Taz finishes the first round of cuts, runs them through the jointer, sets up the planer to begin thinning the boards that will make up the panels, and only then does he brush off the sawdust, walk back to the house. He’ll say he’s only in for a drink, fill up a water bottle to back up his story.

But when he peeks around the back door, she’s standing in the kitchen, fiddling with the stove, Midge nowhere in sight. She’s in satin basketball shorts, something he hadn’t even noticed before. Jersey, too, tank top, number on the back: 00.

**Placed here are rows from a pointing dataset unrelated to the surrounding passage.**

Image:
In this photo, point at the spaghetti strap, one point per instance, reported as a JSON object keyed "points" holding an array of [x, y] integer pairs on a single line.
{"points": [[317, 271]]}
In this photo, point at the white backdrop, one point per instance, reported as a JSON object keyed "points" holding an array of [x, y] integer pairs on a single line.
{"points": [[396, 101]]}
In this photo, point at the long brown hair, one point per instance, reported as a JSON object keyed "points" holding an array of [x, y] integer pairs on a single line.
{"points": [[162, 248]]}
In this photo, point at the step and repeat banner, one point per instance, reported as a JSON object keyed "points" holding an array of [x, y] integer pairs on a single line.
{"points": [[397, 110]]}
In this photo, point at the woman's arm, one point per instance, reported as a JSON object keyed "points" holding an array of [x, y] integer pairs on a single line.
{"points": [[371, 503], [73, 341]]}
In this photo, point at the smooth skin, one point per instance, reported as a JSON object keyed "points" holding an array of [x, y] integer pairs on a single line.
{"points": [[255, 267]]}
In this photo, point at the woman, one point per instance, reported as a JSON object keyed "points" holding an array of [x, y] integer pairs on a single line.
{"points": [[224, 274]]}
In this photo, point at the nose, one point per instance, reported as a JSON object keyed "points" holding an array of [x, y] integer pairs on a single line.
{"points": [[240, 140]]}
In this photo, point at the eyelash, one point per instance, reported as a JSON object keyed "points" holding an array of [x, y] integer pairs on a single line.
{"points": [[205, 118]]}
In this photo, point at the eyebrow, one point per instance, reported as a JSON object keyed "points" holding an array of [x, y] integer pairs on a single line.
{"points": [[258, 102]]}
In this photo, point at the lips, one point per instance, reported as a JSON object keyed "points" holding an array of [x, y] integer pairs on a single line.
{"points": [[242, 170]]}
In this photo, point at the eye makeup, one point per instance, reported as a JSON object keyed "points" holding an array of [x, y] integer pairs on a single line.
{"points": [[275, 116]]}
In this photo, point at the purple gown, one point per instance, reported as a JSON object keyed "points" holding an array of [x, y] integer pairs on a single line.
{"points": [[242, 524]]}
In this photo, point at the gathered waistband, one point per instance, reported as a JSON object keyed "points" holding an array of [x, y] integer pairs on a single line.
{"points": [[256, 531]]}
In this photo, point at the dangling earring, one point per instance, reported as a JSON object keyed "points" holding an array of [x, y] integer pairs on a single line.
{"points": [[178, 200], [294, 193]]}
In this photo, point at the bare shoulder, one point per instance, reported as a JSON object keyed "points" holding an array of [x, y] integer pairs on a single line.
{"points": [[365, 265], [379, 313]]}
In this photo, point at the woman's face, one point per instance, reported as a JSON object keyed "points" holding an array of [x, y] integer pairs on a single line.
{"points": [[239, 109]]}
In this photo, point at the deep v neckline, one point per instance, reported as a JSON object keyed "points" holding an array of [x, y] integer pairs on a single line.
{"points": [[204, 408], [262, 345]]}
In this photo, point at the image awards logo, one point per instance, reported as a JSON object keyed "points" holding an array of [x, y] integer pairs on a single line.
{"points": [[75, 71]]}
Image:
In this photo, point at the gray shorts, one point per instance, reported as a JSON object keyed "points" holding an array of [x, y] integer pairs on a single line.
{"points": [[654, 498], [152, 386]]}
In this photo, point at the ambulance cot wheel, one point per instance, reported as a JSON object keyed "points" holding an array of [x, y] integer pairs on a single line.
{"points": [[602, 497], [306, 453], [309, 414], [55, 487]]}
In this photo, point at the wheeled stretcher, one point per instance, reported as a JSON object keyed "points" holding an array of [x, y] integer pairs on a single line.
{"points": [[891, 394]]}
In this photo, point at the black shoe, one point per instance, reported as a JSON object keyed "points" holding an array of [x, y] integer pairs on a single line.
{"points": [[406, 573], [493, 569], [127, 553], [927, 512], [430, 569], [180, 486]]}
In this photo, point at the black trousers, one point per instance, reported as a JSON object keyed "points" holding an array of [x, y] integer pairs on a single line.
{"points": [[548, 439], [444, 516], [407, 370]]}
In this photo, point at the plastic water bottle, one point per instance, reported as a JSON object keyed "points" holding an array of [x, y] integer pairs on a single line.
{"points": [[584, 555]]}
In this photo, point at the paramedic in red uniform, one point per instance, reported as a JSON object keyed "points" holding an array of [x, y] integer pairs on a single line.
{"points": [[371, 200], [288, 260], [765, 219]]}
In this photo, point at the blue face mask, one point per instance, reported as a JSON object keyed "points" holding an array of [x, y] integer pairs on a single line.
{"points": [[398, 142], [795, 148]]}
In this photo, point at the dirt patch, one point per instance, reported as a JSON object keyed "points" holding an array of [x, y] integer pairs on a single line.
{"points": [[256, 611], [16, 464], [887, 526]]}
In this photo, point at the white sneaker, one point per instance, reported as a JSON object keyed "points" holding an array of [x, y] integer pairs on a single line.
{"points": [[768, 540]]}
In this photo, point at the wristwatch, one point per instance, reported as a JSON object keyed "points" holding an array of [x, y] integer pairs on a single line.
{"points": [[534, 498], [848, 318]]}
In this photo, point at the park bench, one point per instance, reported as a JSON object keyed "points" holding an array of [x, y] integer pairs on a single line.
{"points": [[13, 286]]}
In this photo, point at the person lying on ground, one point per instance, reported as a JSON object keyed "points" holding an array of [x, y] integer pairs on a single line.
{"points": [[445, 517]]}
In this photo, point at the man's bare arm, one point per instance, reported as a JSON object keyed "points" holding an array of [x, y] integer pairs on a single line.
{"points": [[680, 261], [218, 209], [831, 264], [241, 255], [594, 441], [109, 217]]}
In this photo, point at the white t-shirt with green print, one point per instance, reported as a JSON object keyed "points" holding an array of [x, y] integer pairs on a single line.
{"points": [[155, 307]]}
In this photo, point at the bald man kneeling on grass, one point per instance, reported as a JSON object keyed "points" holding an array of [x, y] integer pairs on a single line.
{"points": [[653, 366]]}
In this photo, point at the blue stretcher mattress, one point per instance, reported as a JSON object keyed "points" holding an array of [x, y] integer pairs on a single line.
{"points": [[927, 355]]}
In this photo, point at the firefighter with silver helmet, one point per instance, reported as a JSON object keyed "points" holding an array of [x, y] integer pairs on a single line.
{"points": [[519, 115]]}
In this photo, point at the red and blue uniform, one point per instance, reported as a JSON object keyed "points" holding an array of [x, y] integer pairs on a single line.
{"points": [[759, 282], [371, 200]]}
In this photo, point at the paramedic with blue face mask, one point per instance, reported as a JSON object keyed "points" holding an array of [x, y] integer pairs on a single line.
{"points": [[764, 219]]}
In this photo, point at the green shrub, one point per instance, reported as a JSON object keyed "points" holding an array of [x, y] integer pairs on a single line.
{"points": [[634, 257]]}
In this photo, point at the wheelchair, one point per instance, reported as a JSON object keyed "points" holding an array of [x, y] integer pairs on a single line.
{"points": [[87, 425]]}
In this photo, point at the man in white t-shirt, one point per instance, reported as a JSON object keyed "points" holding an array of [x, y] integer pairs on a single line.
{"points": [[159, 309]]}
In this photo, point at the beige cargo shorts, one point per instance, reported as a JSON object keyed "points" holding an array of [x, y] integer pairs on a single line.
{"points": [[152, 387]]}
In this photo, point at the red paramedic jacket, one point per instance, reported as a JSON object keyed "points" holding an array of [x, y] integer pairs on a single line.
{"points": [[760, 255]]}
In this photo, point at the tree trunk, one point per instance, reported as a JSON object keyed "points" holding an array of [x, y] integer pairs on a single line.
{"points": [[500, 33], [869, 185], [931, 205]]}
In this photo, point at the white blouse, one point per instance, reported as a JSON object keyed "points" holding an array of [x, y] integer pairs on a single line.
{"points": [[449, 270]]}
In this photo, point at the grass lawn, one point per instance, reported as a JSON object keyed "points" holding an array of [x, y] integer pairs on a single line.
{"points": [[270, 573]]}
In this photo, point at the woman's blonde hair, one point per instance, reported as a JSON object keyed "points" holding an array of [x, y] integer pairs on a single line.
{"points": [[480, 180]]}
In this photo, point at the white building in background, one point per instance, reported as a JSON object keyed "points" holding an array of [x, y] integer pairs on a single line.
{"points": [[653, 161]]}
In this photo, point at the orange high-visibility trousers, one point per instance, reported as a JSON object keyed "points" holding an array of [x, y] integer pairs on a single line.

Taz, stopped dead in the doorway, wonders, what is she doing here, how did this happen? and she turns, as if he’s said it out loud. He wonders if he did, but she smiles, does her half-shrug thing. “I kind of thought maybe I’d make us something to eat. You don’t mind, do you?”

“Us?” he says, thinking he’ll have to let her know Midge isn’t quite on solids just yet.

She lifts her hands, waves them back and forth, the two of them. “But, um, you don’t really have much in the way of, you know, food.”

“Oh, yeah. I was going to do that with Midge later, after work.”

“Okay,” she says, and he remembers, says, “I just came in to get some water.”

She holds his eye for a moment, her smile growing, then glances around for a clock. Finding none, she says, “You made it a lot longer than I thought you would.”

He walks to the cabinet, reaches in for the water bottle. “Hot out there.”

“Uh-huh,” she says, still smiling.

He fills the bottle, caps it, starts back out.

“She’s on the couch,” she says. “Asleep.”

“Who?” Taz says, and Elmo just smiles wider.

He closes the door behind him, will never come back inside as long as she’s there.